De junho a novembro, cetáceos saem da Antártica em busca das águas brasileiras para se reproduzirem e observar esses animais é uma atividade que vem ganhando cada vez mais adeptos
Quando as baleias começam a sair da Antártica e procuram as águas mais quentes do Brasil para se reproduzirem, é sinal de que está oficialmente aberta a temporada desses mamíferos em território brasileiro. A temporada de baleias no Brasil normalmente vai de junho a novembro.
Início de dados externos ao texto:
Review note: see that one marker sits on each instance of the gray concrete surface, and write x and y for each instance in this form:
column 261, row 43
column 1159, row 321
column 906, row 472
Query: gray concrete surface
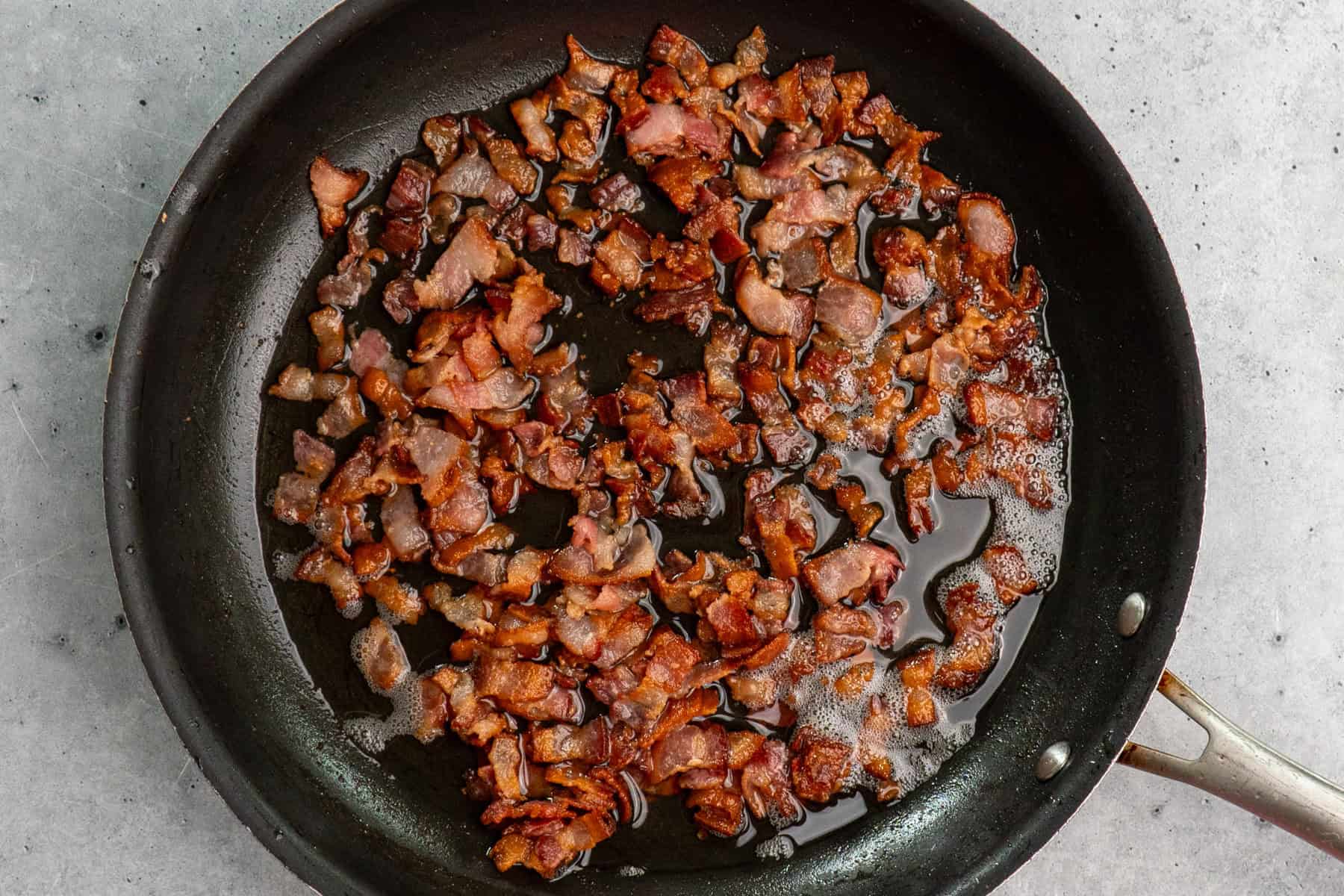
column 1230, row 120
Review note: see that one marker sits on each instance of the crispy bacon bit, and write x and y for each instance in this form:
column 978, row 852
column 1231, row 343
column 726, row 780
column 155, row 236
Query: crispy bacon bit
column 917, row 675
column 680, row 179
column 468, row 260
column 443, row 134
column 779, row 521
column 480, row 413
column 334, row 188
column 819, row 766
column 472, row 176
column 530, row 113
column 853, row 571
column 974, row 640
column 771, row 309
column 379, row 655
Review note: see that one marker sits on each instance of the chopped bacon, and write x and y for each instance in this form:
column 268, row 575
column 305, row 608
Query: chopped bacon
column 680, row 179
column 586, row 73
column 334, row 188
column 848, row 311
column 530, row 113
column 692, row 307
column 673, row 47
column 779, row 521
column 379, row 655
column 573, row 249
column 820, row 766
column 765, row 785
column 597, row 556
column 917, row 675
column 617, row 193
column 401, row 523
column 853, row 571
column 329, row 332
column 974, row 641
column 443, row 134
column 468, row 260
column 517, row 328
column 1008, row 570
column 769, row 309
column 472, row 176
column 668, row 129
column 706, row 426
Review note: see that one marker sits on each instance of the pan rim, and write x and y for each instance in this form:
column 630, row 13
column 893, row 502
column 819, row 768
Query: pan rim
column 121, row 445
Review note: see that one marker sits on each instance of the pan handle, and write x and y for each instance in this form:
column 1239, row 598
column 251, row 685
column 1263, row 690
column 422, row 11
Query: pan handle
column 1246, row 773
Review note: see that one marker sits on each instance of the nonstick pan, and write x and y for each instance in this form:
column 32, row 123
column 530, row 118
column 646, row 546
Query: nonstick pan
column 252, row 680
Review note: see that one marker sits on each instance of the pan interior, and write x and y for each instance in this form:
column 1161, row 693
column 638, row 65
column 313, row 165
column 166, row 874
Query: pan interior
column 205, row 334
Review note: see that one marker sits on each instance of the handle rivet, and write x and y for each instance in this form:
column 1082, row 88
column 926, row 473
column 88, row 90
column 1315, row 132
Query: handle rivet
column 1053, row 759
column 1132, row 612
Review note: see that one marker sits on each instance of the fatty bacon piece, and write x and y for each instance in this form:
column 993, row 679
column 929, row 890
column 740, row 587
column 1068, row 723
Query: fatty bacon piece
column 470, row 258
column 517, row 320
column 771, row 309
column 779, row 521
column 334, row 188
column 604, row 554
column 354, row 272
column 406, row 206
column 853, row 571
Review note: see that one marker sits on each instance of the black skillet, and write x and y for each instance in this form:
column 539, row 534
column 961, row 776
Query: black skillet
column 202, row 334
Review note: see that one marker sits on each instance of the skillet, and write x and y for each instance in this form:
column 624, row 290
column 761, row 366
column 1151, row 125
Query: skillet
column 252, row 680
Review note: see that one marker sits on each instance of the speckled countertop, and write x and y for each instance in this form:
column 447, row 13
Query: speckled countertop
column 1230, row 120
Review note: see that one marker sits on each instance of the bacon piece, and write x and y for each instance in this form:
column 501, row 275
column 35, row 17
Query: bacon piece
column 470, row 258
column 320, row 567
column 505, row 156
column 688, row 747
column 675, row 49
column 853, row 571
column 918, row 488
column 819, row 766
column 721, row 358
column 553, row 847
column 668, row 129
column 329, row 332
column 550, row 744
column 780, row 430
column 573, row 249
column 596, row 556
column 354, row 272
column 408, row 200
column 848, row 311
column 517, row 328
column 530, row 113
column 401, row 524
column 974, row 641
column 332, row 190
column 917, row 675
column 586, row 73
column 472, row 176
column 680, row 179
column 706, row 426
column 379, row 656
column 692, row 307
column 765, row 785
column 769, row 309
column 779, row 521
column 401, row 601
column 443, row 134
column 617, row 193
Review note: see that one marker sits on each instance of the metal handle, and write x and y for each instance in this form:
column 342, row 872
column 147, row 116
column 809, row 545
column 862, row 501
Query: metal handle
column 1246, row 773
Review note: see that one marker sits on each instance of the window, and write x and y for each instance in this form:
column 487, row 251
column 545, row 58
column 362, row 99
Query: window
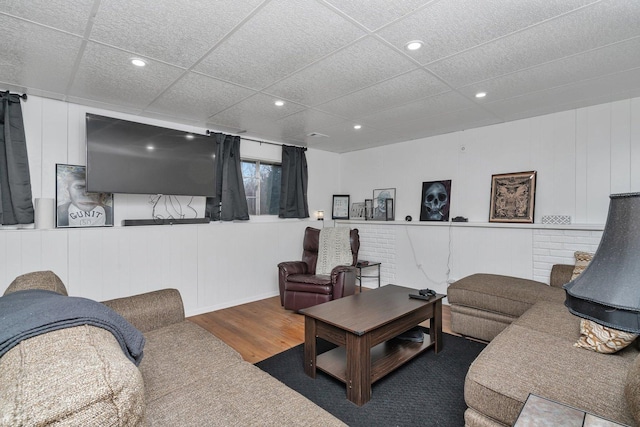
column 262, row 186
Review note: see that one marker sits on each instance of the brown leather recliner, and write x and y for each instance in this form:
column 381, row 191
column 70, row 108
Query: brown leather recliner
column 300, row 287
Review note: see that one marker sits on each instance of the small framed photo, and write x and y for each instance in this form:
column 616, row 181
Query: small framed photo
column 389, row 210
column 357, row 210
column 436, row 199
column 513, row 197
column 74, row 206
column 368, row 209
column 380, row 197
column 340, row 208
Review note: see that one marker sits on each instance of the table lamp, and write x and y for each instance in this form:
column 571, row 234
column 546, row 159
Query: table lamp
column 608, row 290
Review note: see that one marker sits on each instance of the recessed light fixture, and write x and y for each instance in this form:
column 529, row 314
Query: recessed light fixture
column 138, row 62
column 414, row 45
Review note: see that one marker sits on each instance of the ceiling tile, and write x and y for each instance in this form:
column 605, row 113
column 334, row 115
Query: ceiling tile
column 60, row 14
column 307, row 121
column 255, row 109
column 374, row 14
column 600, row 62
column 106, row 74
column 35, row 56
column 587, row 92
column 445, row 123
column 168, row 30
column 448, row 27
column 389, row 93
column 283, row 37
column 344, row 138
column 418, row 110
column 362, row 64
column 589, row 28
column 199, row 97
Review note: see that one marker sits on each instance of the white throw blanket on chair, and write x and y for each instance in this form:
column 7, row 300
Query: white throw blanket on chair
column 334, row 249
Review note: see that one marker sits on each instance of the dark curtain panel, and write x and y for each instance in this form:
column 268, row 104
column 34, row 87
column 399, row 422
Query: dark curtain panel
column 16, row 205
column 230, row 202
column 293, row 193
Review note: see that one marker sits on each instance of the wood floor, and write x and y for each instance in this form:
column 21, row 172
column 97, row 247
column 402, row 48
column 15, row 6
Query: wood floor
column 261, row 329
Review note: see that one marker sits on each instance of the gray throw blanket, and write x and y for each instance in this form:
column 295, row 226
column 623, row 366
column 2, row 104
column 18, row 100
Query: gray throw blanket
column 28, row 313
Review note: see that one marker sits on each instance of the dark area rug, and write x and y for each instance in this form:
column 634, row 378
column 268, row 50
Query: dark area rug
column 427, row 391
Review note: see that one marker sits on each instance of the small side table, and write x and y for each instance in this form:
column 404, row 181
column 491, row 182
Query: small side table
column 359, row 268
column 538, row 411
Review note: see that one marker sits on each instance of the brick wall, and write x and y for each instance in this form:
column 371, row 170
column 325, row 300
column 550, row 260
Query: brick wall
column 552, row 246
column 378, row 243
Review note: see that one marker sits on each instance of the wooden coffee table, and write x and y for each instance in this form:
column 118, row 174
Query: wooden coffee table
column 363, row 325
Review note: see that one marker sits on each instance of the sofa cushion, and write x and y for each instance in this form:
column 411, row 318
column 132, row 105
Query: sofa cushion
column 242, row 396
column 501, row 294
column 179, row 354
column 70, row 377
column 602, row 339
column 45, row 280
column 523, row 360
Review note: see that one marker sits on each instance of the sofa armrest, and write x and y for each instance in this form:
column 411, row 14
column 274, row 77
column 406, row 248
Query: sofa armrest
column 560, row 274
column 151, row 310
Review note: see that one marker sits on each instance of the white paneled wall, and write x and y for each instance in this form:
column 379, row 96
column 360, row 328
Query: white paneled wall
column 213, row 265
column 581, row 156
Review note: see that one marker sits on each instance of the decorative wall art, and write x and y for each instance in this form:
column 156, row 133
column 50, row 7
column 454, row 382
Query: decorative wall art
column 380, row 197
column 340, row 208
column 436, row 199
column 357, row 210
column 368, row 209
column 513, row 197
column 74, row 206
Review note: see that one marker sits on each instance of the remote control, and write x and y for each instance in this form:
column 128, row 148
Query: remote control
column 417, row 296
column 427, row 292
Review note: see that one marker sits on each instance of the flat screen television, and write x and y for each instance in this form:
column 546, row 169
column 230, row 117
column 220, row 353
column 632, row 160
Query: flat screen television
column 136, row 158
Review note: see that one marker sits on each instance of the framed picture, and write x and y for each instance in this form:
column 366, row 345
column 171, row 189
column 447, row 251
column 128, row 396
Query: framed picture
column 357, row 210
column 435, row 201
column 379, row 202
column 368, row 209
column 340, row 208
column 513, row 197
column 74, row 206
column 389, row 210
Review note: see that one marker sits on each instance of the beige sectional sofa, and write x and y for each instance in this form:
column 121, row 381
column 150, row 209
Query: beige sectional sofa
column 80, row 376
column 531, row 350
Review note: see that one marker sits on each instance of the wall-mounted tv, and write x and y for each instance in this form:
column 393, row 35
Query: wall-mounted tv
column 136, row 158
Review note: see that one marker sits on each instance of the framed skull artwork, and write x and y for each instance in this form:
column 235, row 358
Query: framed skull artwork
column 436, row 197
column 513, row 197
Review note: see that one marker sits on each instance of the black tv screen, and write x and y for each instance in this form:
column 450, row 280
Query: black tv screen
column 135, row 158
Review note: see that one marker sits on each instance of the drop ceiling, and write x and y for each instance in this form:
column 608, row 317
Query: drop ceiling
column 221, row 64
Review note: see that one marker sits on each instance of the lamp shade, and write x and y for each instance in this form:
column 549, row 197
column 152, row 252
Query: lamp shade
column 608, row 290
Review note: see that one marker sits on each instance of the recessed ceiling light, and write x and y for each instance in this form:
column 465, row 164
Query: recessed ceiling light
column 138, row 62
column 414, row 45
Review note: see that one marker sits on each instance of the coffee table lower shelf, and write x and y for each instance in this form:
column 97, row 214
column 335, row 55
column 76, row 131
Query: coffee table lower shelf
column 385, row 357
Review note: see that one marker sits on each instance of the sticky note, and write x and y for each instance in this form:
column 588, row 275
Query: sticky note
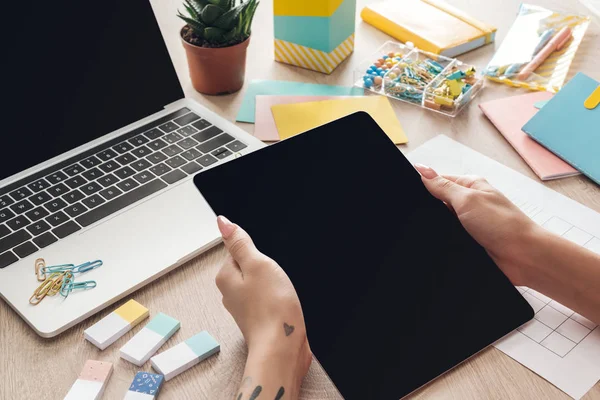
column 147, row 341
column 110, row 328
column 265, row 128
column 185, row 355
column 262, row 87
column 91, row 381
column 292, row 119
column 145, row 386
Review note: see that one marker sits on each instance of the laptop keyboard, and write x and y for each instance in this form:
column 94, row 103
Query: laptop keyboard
column 59, row 201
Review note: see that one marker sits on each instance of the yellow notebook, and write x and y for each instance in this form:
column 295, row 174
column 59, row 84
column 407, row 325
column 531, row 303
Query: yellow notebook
column 432, row 25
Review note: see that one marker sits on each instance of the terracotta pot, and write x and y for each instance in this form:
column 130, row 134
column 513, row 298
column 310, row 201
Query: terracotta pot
column 217, row 70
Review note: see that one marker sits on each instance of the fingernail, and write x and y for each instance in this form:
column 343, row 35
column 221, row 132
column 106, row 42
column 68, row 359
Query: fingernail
column 225, row 226
column 425, row 171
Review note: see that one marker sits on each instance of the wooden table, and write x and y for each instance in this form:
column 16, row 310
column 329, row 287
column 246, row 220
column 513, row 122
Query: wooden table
column 32, row 367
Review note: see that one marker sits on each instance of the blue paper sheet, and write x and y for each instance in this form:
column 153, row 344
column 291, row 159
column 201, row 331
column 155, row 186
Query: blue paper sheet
column 570, row 130
column 261, row 87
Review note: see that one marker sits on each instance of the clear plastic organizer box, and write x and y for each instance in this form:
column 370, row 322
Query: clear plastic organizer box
column 441, row 84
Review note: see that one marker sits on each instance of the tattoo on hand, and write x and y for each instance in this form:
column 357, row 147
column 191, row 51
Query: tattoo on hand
column 289, row 329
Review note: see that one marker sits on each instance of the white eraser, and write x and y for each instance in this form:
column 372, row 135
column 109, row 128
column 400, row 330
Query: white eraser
column 185, row 355
column 91, row 381
column 110, row 328
column 145, row 386
column 146, row 342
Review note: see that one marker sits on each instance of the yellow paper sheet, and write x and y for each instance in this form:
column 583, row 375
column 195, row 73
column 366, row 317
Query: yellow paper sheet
column 292, row 119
A viagem de lá para cá não é moleza, e as baleias levam cerca de dois meses para percorrerem os 4.500 km que separam as geladas águas antárticas do território tropical. É nesse momento que os inesquecíveis encontros entre baleias e humanos acontecem — e tem acontecido cada vez mais.
Observar o espetáculo de nados, saltos e esguichos desse incrível mamífero é uma atividade que vem ganhando cada vez mais adeptos. O Brasil ainda não aparece nos principais guias de avistamento de cetáceos internacionais, mas é só uma questão de tempo para entenderem que nosso litoral extenso é um paraíso para observarmos esses animais de forma consciente e responsável.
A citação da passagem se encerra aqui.